The Western Literature Association has awarded Surabhi Balachander, '17, the J. Golden Taylor Award for her essay on poet Juan Felipe Herrera
Surabhi Balachander, '17, a member of the Lane Center staff and a current doctoral student at the University of Michigan, has won the Western Literature Association's (WLA) prize for best essay submitted to the annual WLA conference by a graduate student. The Taylor Award is named in honor of the WLA's first editor, who was also one of the association's founders and presidents.
Balachander served as Lane Center program coordinator before enrolling in Michigan's Language and Literature PhD program in the fall of 2018. Her research centers on rurality as an identity, specifically as it intersects with racial, ethnic, regional, and other identities, in American literature of the last one hundred years. A graduate student representative on the WLA Executive Council, Balachander's Taylor Award-winning essay considers former U.S. Poet Laureate Juan Felipe Herrera as a deeply environmental writer, though he has not widely been recognized as such.
"I've been working on Juan Felipe Herrera's poetry since I was an undergraduate," Balachandar shared. "I think he's really underrated as an environmental writer, and the ways he presents intersections between agriculture and race are brilliant.

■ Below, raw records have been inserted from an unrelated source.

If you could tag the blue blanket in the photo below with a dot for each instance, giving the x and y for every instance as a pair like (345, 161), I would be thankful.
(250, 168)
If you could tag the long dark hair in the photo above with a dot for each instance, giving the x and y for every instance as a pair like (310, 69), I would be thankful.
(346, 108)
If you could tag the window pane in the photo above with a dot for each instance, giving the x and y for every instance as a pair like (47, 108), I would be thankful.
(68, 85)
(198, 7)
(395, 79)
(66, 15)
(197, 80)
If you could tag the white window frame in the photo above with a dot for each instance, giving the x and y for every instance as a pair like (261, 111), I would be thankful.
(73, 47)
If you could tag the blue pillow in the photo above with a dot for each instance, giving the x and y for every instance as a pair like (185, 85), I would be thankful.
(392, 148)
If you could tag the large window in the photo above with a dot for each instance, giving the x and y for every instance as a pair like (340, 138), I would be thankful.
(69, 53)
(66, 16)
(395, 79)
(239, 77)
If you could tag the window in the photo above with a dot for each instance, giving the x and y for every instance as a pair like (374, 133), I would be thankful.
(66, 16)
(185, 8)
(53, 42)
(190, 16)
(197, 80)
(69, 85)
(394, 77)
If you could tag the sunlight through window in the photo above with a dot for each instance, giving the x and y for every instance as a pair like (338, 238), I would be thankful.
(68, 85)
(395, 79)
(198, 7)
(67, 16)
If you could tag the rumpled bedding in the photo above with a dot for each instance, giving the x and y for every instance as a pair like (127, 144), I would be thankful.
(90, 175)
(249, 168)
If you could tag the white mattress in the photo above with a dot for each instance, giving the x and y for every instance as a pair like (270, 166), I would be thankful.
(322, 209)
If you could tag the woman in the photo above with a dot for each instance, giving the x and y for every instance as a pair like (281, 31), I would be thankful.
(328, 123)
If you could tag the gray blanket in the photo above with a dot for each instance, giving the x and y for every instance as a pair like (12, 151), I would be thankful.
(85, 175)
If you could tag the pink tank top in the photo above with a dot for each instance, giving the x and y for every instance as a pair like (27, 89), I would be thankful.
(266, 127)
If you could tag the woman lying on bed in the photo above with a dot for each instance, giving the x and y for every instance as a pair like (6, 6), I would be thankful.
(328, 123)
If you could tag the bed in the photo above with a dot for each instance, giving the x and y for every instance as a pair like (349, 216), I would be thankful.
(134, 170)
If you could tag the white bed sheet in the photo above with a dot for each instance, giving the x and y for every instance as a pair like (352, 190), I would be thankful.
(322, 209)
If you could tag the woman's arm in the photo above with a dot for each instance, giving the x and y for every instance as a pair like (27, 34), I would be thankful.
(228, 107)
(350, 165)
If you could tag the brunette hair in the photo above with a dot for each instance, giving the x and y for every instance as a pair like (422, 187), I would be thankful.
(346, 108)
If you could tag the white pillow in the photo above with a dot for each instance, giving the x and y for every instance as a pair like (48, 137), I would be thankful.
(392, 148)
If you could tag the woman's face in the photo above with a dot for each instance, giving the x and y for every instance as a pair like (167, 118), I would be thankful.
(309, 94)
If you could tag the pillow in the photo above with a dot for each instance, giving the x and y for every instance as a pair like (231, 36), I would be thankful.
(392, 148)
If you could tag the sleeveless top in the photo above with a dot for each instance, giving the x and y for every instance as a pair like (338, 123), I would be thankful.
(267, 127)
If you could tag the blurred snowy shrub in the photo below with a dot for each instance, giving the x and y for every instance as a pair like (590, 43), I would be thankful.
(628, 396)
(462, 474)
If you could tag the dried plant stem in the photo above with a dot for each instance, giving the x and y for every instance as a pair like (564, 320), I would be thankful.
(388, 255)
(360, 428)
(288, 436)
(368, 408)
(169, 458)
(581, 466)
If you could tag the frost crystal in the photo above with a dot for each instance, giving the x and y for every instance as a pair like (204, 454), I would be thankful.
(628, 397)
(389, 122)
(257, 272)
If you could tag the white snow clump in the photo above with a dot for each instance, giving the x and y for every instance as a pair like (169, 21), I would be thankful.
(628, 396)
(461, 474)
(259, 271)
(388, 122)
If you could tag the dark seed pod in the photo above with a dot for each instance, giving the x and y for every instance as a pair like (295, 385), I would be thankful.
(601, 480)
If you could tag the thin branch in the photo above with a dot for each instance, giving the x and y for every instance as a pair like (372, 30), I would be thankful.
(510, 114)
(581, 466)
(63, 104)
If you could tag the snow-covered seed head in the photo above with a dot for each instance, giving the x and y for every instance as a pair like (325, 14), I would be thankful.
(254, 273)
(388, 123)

I also chose to submit this paper to this year's WLA because he won the Distinguished Achievement Award from the organization," she continued.
The paper, titled "Border-Collapsers: Globalization and Anthropocene Assemblage in the Work of Juan Felipe Herrera," also examines the larger themes of capitalism, agriculture, and urbanization. As noted in the abstract, the essay argues that "Herrera remaps the West across national borders and offers a vision for place-based, but not localized, Anthropocene identity formation."